Here are some key issues to keep an eye on:
What's new: If you pay your bills on time, the interest rate on your existing balance cannot be raised.
Pay attention: Notice I said "existing balance." If you, in fact, miss a payment, the interest rate on new, unpaid balances that occur after the misstep can indeed be raised.
What's new: The rate on a new card can't be raised for the first 12 months. But after that, it is fair game for the issuer to raise it as long as you are given 45 days notice. (The higher rate would not apply to existing balances, only new, unpaid balances.)
Pay attention: If you are ever 60 days late with a payment, the credit card issuer can raise your rate regardless of how new a client you are. That said, if you then make on-time payments for six months, you will be eligible to have your lower rate reinstated.
What's new: Your monthly statement will now include an estimate of how long it will take you to pay off the balance if you opt to make only the minimum payment due and the amount of interest you will owe over that stretch. It will also show you an estimate of how much you would have to pay each month to get the balance paid off in three years.
Pay attention: Anyone with an unpaid balance should tape this to their mirror and stare at the numbers at least once a day. This is not punishment; it is motivation. Many of you with balances of $10,000 that charge 15 percent, 18 percent or more will see it can take decades to pay off the balance if you only pay the minimum, and your total cost can be nearly triple your current balance.
What's new: Your payments will now be used to pay off your highest-rate debt first. In the past, the credit card companies liked to apply your monthly payments to the lowest-rate debt and let your most costly unpaid balances keep mushrooming. Congress, thankfully, has put the kibosh on that ridiculous treatment.

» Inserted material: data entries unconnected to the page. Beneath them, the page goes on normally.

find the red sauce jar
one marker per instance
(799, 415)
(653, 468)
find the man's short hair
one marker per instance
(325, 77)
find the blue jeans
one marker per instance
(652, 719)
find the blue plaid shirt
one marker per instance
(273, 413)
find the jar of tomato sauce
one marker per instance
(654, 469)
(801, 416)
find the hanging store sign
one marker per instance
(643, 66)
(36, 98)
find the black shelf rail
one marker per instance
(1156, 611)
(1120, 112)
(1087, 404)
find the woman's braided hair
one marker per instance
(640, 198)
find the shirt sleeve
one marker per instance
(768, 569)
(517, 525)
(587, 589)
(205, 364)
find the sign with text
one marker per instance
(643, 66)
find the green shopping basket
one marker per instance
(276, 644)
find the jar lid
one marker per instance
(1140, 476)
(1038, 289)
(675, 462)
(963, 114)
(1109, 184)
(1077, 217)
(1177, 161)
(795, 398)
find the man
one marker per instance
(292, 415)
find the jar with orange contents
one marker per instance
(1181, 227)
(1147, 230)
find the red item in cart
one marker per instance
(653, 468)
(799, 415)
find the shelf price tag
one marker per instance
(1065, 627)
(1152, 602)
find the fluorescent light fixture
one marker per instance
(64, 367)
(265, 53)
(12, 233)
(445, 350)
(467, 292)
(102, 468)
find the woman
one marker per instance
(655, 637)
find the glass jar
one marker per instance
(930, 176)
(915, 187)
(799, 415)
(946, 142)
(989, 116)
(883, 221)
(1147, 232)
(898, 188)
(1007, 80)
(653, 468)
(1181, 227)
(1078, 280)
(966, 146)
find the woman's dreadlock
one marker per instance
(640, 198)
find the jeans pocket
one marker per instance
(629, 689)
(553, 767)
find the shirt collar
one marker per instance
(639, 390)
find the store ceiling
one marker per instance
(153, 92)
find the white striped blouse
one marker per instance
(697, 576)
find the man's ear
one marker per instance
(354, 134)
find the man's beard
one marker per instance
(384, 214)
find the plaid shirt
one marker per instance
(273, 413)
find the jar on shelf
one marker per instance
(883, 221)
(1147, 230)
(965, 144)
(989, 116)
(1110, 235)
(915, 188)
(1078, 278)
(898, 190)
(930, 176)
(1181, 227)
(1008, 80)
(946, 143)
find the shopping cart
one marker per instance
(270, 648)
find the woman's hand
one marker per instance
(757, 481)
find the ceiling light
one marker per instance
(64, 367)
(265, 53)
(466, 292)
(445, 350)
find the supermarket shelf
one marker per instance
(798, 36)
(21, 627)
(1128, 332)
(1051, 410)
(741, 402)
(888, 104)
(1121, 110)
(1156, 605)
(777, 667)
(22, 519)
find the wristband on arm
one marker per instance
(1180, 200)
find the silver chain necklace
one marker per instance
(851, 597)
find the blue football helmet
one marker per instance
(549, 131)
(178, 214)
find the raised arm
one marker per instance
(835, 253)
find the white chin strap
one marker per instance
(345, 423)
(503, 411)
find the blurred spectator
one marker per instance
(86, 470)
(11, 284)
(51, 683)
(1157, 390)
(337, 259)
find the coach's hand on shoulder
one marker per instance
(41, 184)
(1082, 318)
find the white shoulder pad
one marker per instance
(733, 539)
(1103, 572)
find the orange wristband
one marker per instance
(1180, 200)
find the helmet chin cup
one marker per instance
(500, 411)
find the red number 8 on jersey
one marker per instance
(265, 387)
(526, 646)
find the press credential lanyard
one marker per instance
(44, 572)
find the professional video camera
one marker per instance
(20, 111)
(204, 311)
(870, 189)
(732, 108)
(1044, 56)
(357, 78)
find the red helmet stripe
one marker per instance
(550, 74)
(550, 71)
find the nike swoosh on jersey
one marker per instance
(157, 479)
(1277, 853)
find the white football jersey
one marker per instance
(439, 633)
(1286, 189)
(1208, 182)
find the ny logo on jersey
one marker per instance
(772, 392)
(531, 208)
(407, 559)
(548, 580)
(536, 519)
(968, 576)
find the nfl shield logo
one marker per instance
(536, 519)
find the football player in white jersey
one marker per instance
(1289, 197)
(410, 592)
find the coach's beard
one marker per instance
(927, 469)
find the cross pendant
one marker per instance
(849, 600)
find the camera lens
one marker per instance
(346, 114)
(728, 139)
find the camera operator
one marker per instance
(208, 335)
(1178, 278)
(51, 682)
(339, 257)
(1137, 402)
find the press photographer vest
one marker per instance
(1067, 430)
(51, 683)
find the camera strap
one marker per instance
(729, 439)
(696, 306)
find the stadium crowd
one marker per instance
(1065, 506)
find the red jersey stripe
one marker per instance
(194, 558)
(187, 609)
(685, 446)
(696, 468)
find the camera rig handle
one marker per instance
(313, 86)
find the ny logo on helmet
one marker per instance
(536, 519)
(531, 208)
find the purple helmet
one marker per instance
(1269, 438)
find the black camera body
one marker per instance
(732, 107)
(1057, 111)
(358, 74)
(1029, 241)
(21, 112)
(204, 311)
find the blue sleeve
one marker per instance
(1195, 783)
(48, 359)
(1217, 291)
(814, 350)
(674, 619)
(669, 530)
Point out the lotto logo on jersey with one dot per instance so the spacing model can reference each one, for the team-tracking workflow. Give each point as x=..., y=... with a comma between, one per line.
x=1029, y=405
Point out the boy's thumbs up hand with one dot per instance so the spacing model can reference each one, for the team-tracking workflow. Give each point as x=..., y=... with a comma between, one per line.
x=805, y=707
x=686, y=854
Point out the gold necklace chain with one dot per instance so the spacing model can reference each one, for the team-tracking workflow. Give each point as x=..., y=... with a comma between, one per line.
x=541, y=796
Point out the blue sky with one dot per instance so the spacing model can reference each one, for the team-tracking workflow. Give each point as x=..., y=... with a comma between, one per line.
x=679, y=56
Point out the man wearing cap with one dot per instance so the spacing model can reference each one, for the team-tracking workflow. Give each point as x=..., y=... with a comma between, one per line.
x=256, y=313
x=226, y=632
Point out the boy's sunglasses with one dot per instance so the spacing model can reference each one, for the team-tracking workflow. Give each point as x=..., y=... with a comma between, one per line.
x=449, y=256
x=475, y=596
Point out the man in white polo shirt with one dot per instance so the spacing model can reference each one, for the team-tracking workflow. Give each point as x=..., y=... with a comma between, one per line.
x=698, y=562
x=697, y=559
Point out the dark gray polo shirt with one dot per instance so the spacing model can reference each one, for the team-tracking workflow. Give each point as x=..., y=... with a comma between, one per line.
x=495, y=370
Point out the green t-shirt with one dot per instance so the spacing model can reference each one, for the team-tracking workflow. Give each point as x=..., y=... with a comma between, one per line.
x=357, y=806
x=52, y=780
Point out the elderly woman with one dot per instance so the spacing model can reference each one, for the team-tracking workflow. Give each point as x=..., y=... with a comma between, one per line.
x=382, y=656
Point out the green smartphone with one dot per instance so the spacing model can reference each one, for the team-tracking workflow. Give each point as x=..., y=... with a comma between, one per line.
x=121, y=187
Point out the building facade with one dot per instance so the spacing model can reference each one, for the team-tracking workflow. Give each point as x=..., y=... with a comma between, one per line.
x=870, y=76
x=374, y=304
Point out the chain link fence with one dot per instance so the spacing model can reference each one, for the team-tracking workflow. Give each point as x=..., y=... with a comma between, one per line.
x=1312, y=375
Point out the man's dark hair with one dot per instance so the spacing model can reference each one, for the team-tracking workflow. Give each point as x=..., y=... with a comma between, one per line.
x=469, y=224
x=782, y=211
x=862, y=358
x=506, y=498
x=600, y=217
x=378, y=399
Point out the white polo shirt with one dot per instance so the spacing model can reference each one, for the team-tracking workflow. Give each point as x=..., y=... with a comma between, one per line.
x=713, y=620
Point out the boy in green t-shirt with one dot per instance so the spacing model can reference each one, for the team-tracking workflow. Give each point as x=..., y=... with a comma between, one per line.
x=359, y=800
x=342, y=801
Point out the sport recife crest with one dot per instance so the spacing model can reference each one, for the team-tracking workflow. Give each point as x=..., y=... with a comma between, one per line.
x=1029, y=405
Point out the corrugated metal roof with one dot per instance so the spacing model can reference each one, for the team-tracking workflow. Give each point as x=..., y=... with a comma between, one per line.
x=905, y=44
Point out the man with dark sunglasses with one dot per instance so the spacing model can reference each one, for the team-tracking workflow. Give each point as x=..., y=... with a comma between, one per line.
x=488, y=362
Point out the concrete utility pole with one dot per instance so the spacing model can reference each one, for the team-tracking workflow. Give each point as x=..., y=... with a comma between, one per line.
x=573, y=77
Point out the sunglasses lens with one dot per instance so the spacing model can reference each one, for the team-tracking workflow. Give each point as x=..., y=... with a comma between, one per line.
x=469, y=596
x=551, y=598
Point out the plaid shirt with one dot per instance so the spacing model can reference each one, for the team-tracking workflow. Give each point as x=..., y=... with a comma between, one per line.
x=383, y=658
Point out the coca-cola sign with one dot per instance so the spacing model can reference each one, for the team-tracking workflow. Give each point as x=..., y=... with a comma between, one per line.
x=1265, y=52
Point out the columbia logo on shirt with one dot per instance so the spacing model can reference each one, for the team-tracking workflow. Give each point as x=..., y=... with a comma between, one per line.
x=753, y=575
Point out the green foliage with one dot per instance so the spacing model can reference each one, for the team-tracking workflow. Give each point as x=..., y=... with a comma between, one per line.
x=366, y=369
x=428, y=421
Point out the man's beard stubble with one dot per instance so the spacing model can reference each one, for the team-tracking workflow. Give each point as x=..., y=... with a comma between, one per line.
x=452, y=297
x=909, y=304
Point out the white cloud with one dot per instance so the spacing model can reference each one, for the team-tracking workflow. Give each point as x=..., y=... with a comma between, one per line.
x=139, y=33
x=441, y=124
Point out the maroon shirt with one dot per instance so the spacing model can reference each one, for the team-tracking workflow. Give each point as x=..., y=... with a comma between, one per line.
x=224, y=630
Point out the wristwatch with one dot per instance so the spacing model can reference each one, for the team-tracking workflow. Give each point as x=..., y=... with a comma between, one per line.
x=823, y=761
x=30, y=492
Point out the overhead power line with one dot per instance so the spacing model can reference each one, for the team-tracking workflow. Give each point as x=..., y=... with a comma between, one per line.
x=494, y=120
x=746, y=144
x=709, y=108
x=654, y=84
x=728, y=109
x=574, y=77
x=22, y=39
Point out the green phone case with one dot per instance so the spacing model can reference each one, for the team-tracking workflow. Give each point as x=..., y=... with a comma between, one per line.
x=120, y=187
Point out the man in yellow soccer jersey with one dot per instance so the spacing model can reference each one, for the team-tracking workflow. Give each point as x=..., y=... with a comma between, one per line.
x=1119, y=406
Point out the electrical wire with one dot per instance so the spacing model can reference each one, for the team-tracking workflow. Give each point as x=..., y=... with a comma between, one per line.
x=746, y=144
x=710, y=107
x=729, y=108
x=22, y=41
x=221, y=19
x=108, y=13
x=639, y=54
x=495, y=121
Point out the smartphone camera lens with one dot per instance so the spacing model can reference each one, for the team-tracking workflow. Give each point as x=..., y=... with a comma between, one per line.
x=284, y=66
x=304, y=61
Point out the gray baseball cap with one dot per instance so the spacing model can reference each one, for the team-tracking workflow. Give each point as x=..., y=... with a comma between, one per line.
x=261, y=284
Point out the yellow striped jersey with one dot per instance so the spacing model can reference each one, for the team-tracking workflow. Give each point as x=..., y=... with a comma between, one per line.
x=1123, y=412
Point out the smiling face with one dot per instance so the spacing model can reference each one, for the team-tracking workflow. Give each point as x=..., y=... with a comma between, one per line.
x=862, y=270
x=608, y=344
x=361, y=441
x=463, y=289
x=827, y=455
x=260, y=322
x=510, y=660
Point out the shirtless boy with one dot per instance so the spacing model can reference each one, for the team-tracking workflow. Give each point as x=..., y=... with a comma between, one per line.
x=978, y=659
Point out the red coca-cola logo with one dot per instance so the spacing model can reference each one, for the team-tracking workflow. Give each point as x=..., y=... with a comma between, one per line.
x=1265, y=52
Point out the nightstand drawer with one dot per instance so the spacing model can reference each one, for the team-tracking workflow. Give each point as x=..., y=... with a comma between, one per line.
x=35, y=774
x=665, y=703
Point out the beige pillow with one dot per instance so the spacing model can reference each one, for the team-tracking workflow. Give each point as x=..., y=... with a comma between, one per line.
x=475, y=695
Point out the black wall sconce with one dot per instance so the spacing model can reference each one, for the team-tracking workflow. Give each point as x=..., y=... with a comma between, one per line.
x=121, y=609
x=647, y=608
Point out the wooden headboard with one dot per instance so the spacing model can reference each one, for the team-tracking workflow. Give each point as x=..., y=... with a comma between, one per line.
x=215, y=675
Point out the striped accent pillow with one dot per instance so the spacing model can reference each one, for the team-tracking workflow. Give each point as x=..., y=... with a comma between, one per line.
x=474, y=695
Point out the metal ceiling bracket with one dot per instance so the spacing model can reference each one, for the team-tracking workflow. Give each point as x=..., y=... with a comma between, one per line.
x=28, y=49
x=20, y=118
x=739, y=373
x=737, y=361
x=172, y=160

Pay attention: While this sounds like a great change, the reality is that if you have high-rate balances you are in bad shape, period. My advice is that if you are paying more than 18 percent on any debt, check out whether you can qualify for a balance transfer to a card issued by a credit union. By law, credit unions cannot charge more than 18 percent interest, and in fact many charge less. Bank credit cards have interest rates of 30 percent or more. Go to CreditCardConnection.org to search for good credit unions cards near you.